“Know first who you are; and then adorn yourself accordingly.” Euripides
This harkens back to the old fatty issue of “to tuck or not to tuck”. I was a tuckee for many years, until my physique changed and I became an un-tuckee. My criteria being what made ME feel comfortable and attractive?
I am so happy to see more and more fatties wearing tight clothes. How I envy them their self confidence. I admit to being a more draped kind of girl, but I am working on it. I now traipse around the house in tight legging jeans and a cami top – and when I see myself in the mirror, I think I look pretty damn good. I even go outside dressed like that – but if I’m going to the store, I confess that I throw on a sweater.
I am not advocating one style over the other; but I’ll tell you one thing I learned back in my misspent youth working in a fat lady clothing store – if you wear loose fitting clothes, most people will assume that you are as big as those clothes, so you might as well show them exactly what you got!
Of course what you wear is also determined on what you’re going to be doing – I work in a law office, and they would be very unhappy if I came in with my boobs and/or belly and/or butt in view. For my own personal comfort, I usually try to keep most of those parts covered anyhow – except the boobs – sometimes. Hey boobs are a goodness.
But when I’m on campus, I love when I see fatties who have their bellies peaking out! You go girl! When we go to a size-acceptance dance, I love the fatties who are obviously reveling in their curves! It rocks!

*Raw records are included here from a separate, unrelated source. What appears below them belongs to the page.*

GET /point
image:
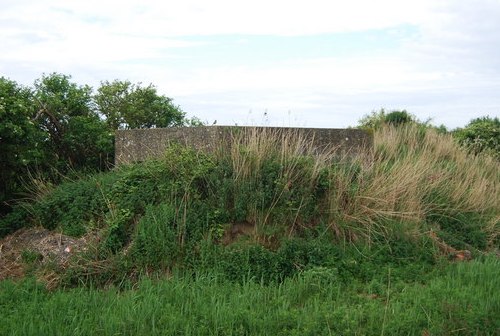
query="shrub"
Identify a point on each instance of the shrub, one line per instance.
(481, 135)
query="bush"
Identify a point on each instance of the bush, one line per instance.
(481, 135)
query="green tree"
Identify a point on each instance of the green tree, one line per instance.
(77, 136)
(21, 142)
(378, 118)
(126, 105)
(481, 135)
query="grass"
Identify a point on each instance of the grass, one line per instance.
(462, 300)
(334, 244)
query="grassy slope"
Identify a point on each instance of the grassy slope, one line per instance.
(463, 300)
(338, 245)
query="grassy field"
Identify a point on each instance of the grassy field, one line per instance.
(265, 239)
(462, 300)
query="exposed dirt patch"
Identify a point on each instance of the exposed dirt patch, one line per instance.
(37, 245)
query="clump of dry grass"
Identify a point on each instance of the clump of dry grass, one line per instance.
(411, 172)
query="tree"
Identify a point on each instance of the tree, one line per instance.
(76, 135)
(21, 141)
(126, 105)
(481, 135)
(378, 118)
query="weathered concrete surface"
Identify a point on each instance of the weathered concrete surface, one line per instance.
(141, 144)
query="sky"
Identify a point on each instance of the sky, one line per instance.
(315, 63)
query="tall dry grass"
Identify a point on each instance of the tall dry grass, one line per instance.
(411, 172)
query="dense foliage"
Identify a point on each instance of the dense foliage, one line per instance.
(269, 236)
(58, 126)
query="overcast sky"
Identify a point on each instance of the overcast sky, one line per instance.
(314, 63)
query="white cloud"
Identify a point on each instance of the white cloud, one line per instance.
(450, 64)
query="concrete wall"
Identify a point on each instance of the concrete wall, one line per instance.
(141, 144)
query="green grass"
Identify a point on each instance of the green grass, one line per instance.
(462, 299)
(336, 246)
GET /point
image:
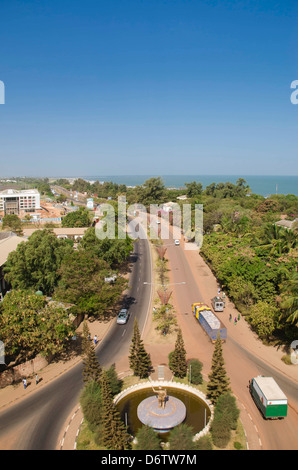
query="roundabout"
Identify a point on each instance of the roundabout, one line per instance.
(147, 403)
(161, 418)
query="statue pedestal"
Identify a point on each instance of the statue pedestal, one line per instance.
(161, 419)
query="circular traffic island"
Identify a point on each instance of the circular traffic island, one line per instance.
(161, 419)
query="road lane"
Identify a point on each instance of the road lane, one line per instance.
(241, 364)
(36, 422)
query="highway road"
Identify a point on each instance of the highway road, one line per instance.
(35, 422)
(241, 363)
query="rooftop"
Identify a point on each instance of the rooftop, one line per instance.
(8, 192)
(7, 245)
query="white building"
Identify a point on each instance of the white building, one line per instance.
(13, 201)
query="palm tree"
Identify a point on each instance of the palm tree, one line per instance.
(289, 299)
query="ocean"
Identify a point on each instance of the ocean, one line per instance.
(263, 185)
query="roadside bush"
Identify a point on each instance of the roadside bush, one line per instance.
(195, 368)
(204, 443)
(220, 431)
(90, 401)
(226, 406)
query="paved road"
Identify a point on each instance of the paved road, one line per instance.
(242, 364)
(35, 422)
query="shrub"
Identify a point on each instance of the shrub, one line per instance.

Personally, I also have to deal with the issue of age-appropriateness. This is another toughie for me. In my head, I’m still in the midst of that misspent youth! I’ll see something adorable, to die for, and then there’s that nasty voice in the back of my head saying — should someone YOUR age really wear that? Sometimes I tell the voice to shut up; other times I have to say, okay – not really for me. But I try to base these decisions on what I am comfortable with — not what society says I “should” be wearing.
As I’ve said before, we all do the best we can at any given time. Somedays I’m up for making a statement by wearing tight clothes or putting red or purple in my hair. Somedays, I’m not up for the battle.
But I do try to dress to the occasion, to my own comfort level, and to my personal standards of appropriateness. Looking “good”, in and of itself, is a statement to the world. It shows fat-phobes and people who might otherwise be unaware, that fatties can (and do) look good; and it serves as a “good example” to other fatties. Sad to say, some fatties don’t think they can look good unless and until they lose weight. So you are putting them on notice too – hey, I look good – so can you!
And that is what I try to keep in mind when I see fatties in tight or revealing clothes. They look great – I’m like them – I can (and do) look great too! We’re in it together my fat friends.